Mauro Cid vai delatar. Viva. Finalmente chegaremos à verdade sobre os métodos utilizados pela administração de Jair Bolsonaro. É a redenção. O ajudante de ordens, o cara que estava ao lado de Jair e de tudo sabe, vai falar.
A delação em si não vale absolutamente nada. A delação em si é apenas a palavra de alguém que já cometeu um crime. Ela é um meio de obtenção de provas.
Uma delação, portanto, só vale quando combinada com provas, indícios, evidências.
Então, o que Cid disser, até ser verificado, é praticamente a mesma coisa que nada.
Que estejamos na situação de celebrar delações me parece uma questão digna de reflexão.
Delatar, minha tia Loli me ensinou, é a coisa mais baixa, indecente e imoral que você pode fazer. Loli era dona de um colégio e ficava muito mais enfurecida com delatores do que com crianças endiabradas e incontroláveis.
Hoje a delação é celebrada.
A delação premiada, no limite, diz que alguns crimes podem ser cometidos porque, se eu for flagrada, basta delatar.
É a união de todas as coisas indecentes.
Pode parecer o fundo do poço, mas a Lava Jato provou que o fundo desse poço era de gesso: havia mais fundo.
As delações obtidas pela Lava Jato além de terem sido repassadas para a imprensa por procuradores como verdades absolutas, e de serem repercutidas por alguns jornalistas com esse mesmo selo, agora sabemos foram obtidas sob coação.
Não se tratou apenas de um esquema de vazar delações ainda não comprovadas. Eram delações obtidas ilegalmente.
Na Lava Jato, procuradores queriam ouvir delações muito específicas, queriam nomes citados, queriam que suas convicções fossem confirmadas pela voz dos que estavam presos.

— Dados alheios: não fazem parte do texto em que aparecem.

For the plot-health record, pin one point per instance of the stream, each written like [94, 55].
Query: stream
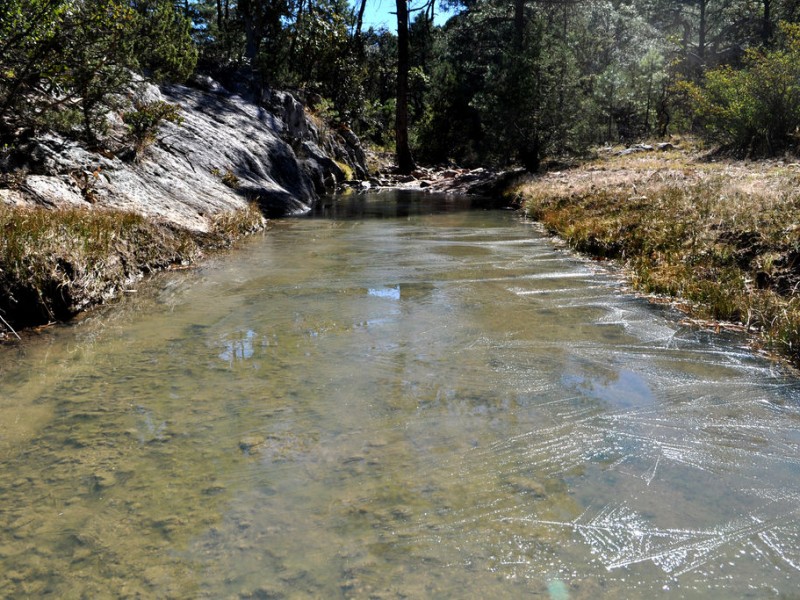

Se era verdade ou mentira não importava. Falem em Lula. Falem no PT. Incriminem nossos inimigos.
Na Lava Jato, houve inúmeras prisões preventivas feitas apenas para que delações desejadas fossem colhidas.
Há denúncias de detidos proibidos de ver familiares, de tomar sol, de tomar banho. Era nesses termos que as delações eram colhidas, com indicações de nomes e situações que deveriam constar do depoimento. Na letra, a gente pode falar em tortura.
Assim foram obtidas as delações.
Valem?
Podemos usar o que foi dito para justificar a importância da operação? Podemos usar trechos para justificar que a Lava Jato teve lá sua relevância? Ou devemos, por ética, descartar absolutamente tudo?
Eu fico com o segundo caminho.
Agora a coisa mudou: temos delações obtidas de outras formas. Dentro da lei. Dentro dos direitos humanos. De acordo com as normas.
São legais? Sim. São legítimas? Eu não sei responder.
Me parece realmente uma falência moral celebrarmos esse tipo de recurso.
O que Jair Bolsonaro fez com a população brasileira não tem defesa. Ele será processado e condenado por algumas delas certamente. No caso das ações de Bolsonaro nem precisaríamos de delações eu diria. Há fartura de provas, indícios, evidências. Mas talvez não saibamos mais processar sem delações e elas estão a caminho.
Loli, lúcida e ativa aos 94 anos, não deve estar gostando.